Many of these attributes Anne finds herself lacking, but as the novel continues Anne’s physical beauty comes forth when her inner self is at peace. This is also illustrated in “Intellectual Qualities, Emotions and the Body: An Analysis of Anne Elliot in Jane Austen’s Persuasion” written by Claire Muller. In this online article, Muller examines Anne’s character and the way it was shaped. Muller states “Despite these initial problems, it can be observed that the more they meet the more their attitude towards each other changes, which has effects on Anne’s outward appearance.
This change in outward appearance begins within Anne’s own community. Once they see how she reacts to difficult situations, such as Louisa falling and hurting herself, Anne’s community begins to perceive her differently than before. Consequently, Captain Wentworth begins to feel the same Another small example of a community within Persuasion pertains to Captain Wentworth and those he associated with upon going back to Bath. When a break from the navy leads him back to Kellynch, he returns a changed man. A sum of money was allotted to him, and he becomes the area’s most eligible bachelor.
It is the return of Captain Wentworth that establishes his new rank in both the community and society. The way his community receives him along with his newly acquired wealth that makes him even more of an opportunity for some of the women of Bath.
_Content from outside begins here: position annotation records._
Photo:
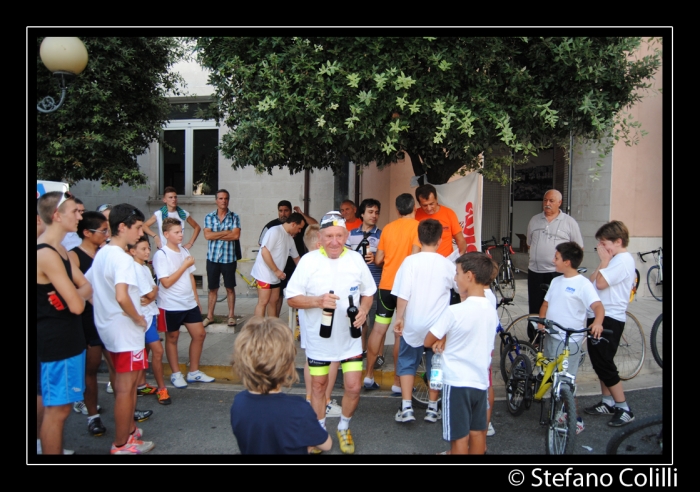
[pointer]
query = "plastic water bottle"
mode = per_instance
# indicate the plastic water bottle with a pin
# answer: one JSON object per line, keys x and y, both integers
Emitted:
{"x": 436, "y": 372}
{"x": 326, "y": 322}
{"x": 352, "y": 314}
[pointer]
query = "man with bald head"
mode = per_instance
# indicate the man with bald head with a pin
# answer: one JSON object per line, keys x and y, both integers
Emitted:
{"x": 324, "y": 280}
{"x": 544, "y": 232}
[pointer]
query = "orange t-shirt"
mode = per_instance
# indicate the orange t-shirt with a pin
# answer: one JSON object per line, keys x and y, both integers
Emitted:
{"x": 397, "y": 240}
{"x": 450, "y": 227}
{"x": 353, "y": 225}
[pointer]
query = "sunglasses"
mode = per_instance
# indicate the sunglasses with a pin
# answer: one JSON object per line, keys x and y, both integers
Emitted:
{"x": 66, "y": 195}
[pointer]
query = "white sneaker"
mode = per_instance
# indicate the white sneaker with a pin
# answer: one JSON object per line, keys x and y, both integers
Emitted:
{"x": 333, "y": 409}
{"x": 199, "y": 377}
{"x": 178, "y": 381}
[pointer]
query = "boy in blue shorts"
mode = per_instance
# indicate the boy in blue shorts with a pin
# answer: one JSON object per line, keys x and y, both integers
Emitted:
{"x": 566, "y": 302}
{"x": 422, "y": 288}
{"x": 178, "y": 303}
{"x": 464, "y": 337}
{"x": 148, "y": 289}
{"x": 61, "y": 291}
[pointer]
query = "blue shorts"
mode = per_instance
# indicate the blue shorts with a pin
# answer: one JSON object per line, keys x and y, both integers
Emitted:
{"x": 409, "y": 359}
{"x": 152, "y": 332}
{"x": 463, "y": 411}
{"x": 175, "y": 319}
{"x": 63, "y": 381}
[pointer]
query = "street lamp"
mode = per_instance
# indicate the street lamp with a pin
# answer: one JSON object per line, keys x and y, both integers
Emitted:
{"x": 66, "y": 58}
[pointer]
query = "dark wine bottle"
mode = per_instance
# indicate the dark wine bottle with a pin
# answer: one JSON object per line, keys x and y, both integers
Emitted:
{"x": 326, "y": 322}
{"x": 355, "y": 332}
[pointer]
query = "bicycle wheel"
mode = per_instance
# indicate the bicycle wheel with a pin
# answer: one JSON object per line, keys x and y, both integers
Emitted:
{"x": 506, "y": 281}
{"x": 630, "y": 353}
{"x": 561, "y": 433}
{"x": 657, "y": 340}
{"x": 641, "y": 437}
{"x": 509, "y": 356}
{"x": 516, "y": 384}
{"x": 654, "y": 282}
{"x": 519, "y": 328}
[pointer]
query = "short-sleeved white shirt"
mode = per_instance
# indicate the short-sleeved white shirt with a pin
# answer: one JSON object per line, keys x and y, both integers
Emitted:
{"x": 425, "y": 281}
{"x": 280, "y": 245}
{"x": 469, "y": 327}
{"x": 315, "y": 275}
{"x": 620, "y": 276}
{"x": 112, "y": 266}
{"x": 179, "y": 296}
{"x": 568, "y": 299}
{"x": 146, "y": 284}
{"x": 173, "y": 215}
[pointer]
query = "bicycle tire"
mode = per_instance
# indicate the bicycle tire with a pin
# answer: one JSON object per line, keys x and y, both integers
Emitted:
{"x": 420, "y": 395}
{"x": 642, "y": 437}
{"x": 516, "y": 384}
{"x": 506, "y": 281}
{"x": 654, "y": 283}
{"x": 506, "y": 363}
{"x": 561, "y": 433}
{"x": 629, "y": 358}
{"x": 656, "y": 339}
{"x": 518, "y": 328}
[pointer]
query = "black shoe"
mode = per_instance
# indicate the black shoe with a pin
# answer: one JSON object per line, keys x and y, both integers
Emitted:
{"x": 621, "y": 417}
{"x": 95, "y": 427}
{"x": 601, "y": 408}
{"x": 141, "y": 415}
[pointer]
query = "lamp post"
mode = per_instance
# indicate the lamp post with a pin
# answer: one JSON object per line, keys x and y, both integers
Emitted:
{"x": 66, "y": 58}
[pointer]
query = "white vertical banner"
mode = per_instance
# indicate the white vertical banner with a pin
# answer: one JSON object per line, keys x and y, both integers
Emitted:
{"x": 464, "y": 196}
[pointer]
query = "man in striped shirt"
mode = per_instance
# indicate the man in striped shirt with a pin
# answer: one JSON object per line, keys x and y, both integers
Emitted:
{"x": 221, "y": 229}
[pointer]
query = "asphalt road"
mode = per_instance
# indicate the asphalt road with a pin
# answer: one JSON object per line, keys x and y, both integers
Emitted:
{"x": 198, "y": 423}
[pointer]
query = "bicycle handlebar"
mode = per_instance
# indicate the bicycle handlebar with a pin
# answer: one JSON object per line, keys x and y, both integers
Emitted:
{"x": 550, "y": 324}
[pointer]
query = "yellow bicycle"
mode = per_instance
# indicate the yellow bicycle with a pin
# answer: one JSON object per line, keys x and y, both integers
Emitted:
{"x": 526, "y": 384}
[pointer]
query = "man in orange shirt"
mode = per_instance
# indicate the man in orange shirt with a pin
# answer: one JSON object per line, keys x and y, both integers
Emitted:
{"x": 348, "y": 210}
{"x": 430, "y": 209}
{"x": 398, "y": 240}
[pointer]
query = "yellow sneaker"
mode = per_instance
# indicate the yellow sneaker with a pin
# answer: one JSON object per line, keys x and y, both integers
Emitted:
{"x": 347, "y": 445}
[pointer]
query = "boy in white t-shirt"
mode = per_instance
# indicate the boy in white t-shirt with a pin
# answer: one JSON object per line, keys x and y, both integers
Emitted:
{"x": 178, "y": 304}
{"x": 422, "y": 287}
{"x": 566, "y": 302}
{"x": 170, "y": 209}
{"x": 613, "y": 280}
{"x": 148, "y": 289}
{"x": 120, "y": 324}
{"x": 464, "y": 337}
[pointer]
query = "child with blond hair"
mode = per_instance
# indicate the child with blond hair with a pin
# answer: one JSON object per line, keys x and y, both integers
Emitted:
{"x": 263, "y": 418}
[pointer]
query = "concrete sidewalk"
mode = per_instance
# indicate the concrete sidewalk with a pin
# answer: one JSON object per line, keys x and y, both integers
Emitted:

This may have had much to do with his own personal relationships, specifically the one with Anne Elliot. Once he has come into contact with her again he seems, from the view of the speaker, to have changed as a result of his naval community. Anne does not receive him the way he had previously left and this prideful man gets in the way of their rekindling romance.
The examples from themes of community within Persuasion are few but those that were expressed were done so in detail. The communities that take place within Persuasion are not as positive and functional as those demonstrated in The Jane Austen Book Club. In Persuasion, Jane Austen appears to be conveying ideas about the negative effects a community can have on the individual. The themes shown in both The Jane Austen Book Club and Persuasion demonstrated different forms of communities, positive and negative. When reading both novels, I found them to be greatly different examples of what a community is and what it is not.
A community, as in Persuasion can be absolutely useless to the individual and entirely dysfunctional as a whole. Or, in the case of The Jane Austen Book Club, a community can be a positive, rewarding, functional, and beneficial group for the individuals apart of that community. Both Karen Joy Fowler and Jane Austen provided detailed examples of communities and the way they influence the individuals and whole of the community. Although the prevalent themes of community are maintained throughout the novels in different manners, they outline the most basic principles of a community.